İsterseniz Palit’in ThunderMaster yazılımı ile ışıklandırmayı, Overclock seçeneklerini ve Fan ayarlarını yapabilirsiniz. Yazılım hem detaylı hem de kafa karıştırmayan düzgün bir arayüze sahip. Bu konuda Palit’in web sitesinde ürün ve hizmetlerle alakalı video şeklinde içerikler de mevcut. Kullanıcı açısından bir donanımı satın almadan hizmetlerin nasıl gerçekleştiğini görebilmek çok büyük bir nimet.
Performans kısmında kart ilk tanışmamızdan beri sürdürdüğü başarılı çizgisini devam ettirdi.
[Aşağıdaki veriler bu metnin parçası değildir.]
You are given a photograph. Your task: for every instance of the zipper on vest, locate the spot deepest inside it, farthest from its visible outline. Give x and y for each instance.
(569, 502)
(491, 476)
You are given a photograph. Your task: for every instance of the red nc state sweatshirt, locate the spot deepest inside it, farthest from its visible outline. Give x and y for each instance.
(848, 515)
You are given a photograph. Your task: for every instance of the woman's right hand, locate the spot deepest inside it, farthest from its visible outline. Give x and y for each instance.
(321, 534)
FPS oyunları ağırlıklı olmak üzere popüler çoğu oyunla bu canavarı yormayı denedim. Aynı anda 3 farklı monitör takarak standart kullanım halinde bir performans sorunu yaşamadım. 2 tane 1920x1080 ve 1 tane 4K monitör ile After Effects, Premier, Photoshop gibi CUDA özelinde çalışabilen programlarda gayet keyifli zamanlar geçirdim. İşin koyun kısmına geçtiğimizde ana monitörümün 144 Hz ve 1080p olmasından mütevellit çoğu oyunda 1080p çözünürlükte maksimum ayarlarda deneyim elde ettim. Genellikle 80 dereceyi aşmayan sıcaklıklar ile etkili ve sessiz fan performanslarında oyununa ve optimizasyonuna göre 150-200 FPS’ler ve üzerlerini de deneyimleme fırsatım oldu.
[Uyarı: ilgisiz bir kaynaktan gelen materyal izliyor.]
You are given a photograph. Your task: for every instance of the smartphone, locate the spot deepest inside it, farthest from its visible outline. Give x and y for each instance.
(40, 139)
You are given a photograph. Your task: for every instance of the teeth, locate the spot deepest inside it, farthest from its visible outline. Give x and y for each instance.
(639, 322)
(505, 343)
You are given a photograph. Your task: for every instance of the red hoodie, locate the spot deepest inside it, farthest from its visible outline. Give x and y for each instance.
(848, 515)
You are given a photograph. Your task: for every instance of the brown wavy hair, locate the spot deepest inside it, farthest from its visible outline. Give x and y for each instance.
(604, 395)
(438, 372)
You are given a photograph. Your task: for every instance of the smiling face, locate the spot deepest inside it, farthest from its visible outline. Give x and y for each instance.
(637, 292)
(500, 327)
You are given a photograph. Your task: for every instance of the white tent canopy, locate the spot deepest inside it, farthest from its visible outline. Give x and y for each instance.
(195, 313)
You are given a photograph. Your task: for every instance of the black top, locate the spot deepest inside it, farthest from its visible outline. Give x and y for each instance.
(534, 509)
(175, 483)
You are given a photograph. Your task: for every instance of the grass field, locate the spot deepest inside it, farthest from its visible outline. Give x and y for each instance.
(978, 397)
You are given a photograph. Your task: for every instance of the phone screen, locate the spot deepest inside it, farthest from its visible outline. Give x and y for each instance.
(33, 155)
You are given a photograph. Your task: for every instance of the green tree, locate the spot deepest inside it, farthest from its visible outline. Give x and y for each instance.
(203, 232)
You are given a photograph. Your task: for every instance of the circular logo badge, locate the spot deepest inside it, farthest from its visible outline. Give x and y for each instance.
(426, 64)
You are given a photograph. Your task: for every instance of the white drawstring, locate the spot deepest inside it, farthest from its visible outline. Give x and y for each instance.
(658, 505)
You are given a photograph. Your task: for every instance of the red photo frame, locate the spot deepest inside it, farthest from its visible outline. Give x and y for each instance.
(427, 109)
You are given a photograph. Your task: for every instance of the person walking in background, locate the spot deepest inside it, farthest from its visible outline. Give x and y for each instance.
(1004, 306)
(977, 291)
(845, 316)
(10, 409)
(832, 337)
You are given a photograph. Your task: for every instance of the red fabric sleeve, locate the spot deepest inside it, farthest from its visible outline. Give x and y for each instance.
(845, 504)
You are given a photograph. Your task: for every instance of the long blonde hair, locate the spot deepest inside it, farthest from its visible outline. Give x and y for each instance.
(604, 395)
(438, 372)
Bu kartı en fazla denemek istediğim yapım ise Watch Dogs: Legion idi. Özellikle RTX 30 serisi için hayatımıza dahil olan bu oyunda RTX namına oldukça fazla detay mevcut. Hem şehrin bence keyifli bir şekilde oyuna aktarılmış olması, detaylar ve yorucu olması açısından iyi sonuçlar aldım diyebilirim.
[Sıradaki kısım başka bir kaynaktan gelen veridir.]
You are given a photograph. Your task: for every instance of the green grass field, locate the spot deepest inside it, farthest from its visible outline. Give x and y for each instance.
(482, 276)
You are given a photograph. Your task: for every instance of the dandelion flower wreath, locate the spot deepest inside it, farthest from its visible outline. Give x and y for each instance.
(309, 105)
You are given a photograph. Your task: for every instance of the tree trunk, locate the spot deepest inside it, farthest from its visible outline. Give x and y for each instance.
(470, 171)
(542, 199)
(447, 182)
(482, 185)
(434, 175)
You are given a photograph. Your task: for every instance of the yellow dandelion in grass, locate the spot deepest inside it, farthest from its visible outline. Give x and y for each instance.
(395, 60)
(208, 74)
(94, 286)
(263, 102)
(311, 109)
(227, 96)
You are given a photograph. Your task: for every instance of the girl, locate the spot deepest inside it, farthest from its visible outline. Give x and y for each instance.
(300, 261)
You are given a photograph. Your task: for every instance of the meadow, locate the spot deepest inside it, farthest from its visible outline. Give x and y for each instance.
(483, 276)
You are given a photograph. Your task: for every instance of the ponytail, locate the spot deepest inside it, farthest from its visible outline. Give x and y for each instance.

1080p çözünürlüğünde bütün ayarlar ULTRA seviyede ve DLSS kalite modunda iken 9.1 GB’lık bir ekran kartı kullanımı mevcuttu. DLSS şu an hayatımıza girmiş ve GPU tabanında çok büyük bir yük alan / fark yaratan teknoloji diyebiliriz. Aynı objeyi, farklı dinamiklere göre algılayarak, öğrenerek ve geliştirerek alanda konuya dahil edebilen ve bu algoritması ile render performansı açısından sistemi büyük bir angaryadan kurtaran döngü, günümüzde performans ve kalite şeklinde 2 farklı deneyimi bize sunabiliyor. Daha fazla FPS ya da daha iyi görüntü kalitesi olarak bu deneyimi taçlandırabiliyoruz.
Yakın zamanda çıkış yapacak olan Call of Duty Vanguard’ın betasında bu kartı deneyimleme fırsatı yakaladım. NVIDIA’nın çoğu oyunda çıktığı gün uyguladığı en iyi optimize driver ve destek çalışmaları Back 4 Blood gibi oyunlarla artık beta aşamasında da oyuncularla buluşmaya başladı. Vanguard’da da esintilerini gördük. DLSS teknolojisi henüz tamamen piyasaya çıkmamış Vanguard içerisinde oldukça iyi sonuç veriyordu. Çap olarak küçük ve orta büyüklükte haritalarda, yer yer çok katlı binaları kapsayan ve yoğun çatışmaların yaşandığı bir düzlemde oyun deneyimi sunan Call of Duty Vanguard deneyimim boyunca 70-80 derece aralığında ve fanların optimize çalışmasını zorlamayacak şekilde performans aldım. Oyunun beta olmasından dolayı tam bir kıyas unsuru olamayacağını belirtmemizde fayda var. Aynı şekilde 144 Hz’lik 1080p monitör beslemesinde de sorunsuz bir şekilde deneyim yaşattı.
Ekran kartınızı bu aralar değiştirmek istiyor, bütçenizin el verdiği ölçüde performanslı bir seçenek arıyor, 3070 ve 3070 Ti’ın size yetmeyeceğini düşünüyor, 3080’den daha iyi fakat 3090’dan daha uygun fiyatlı bir ekran kartı arıyorsanız doğru yerdesiniz. 3080 Ti bu aralıkta size performans sunmayı amaçlıyor.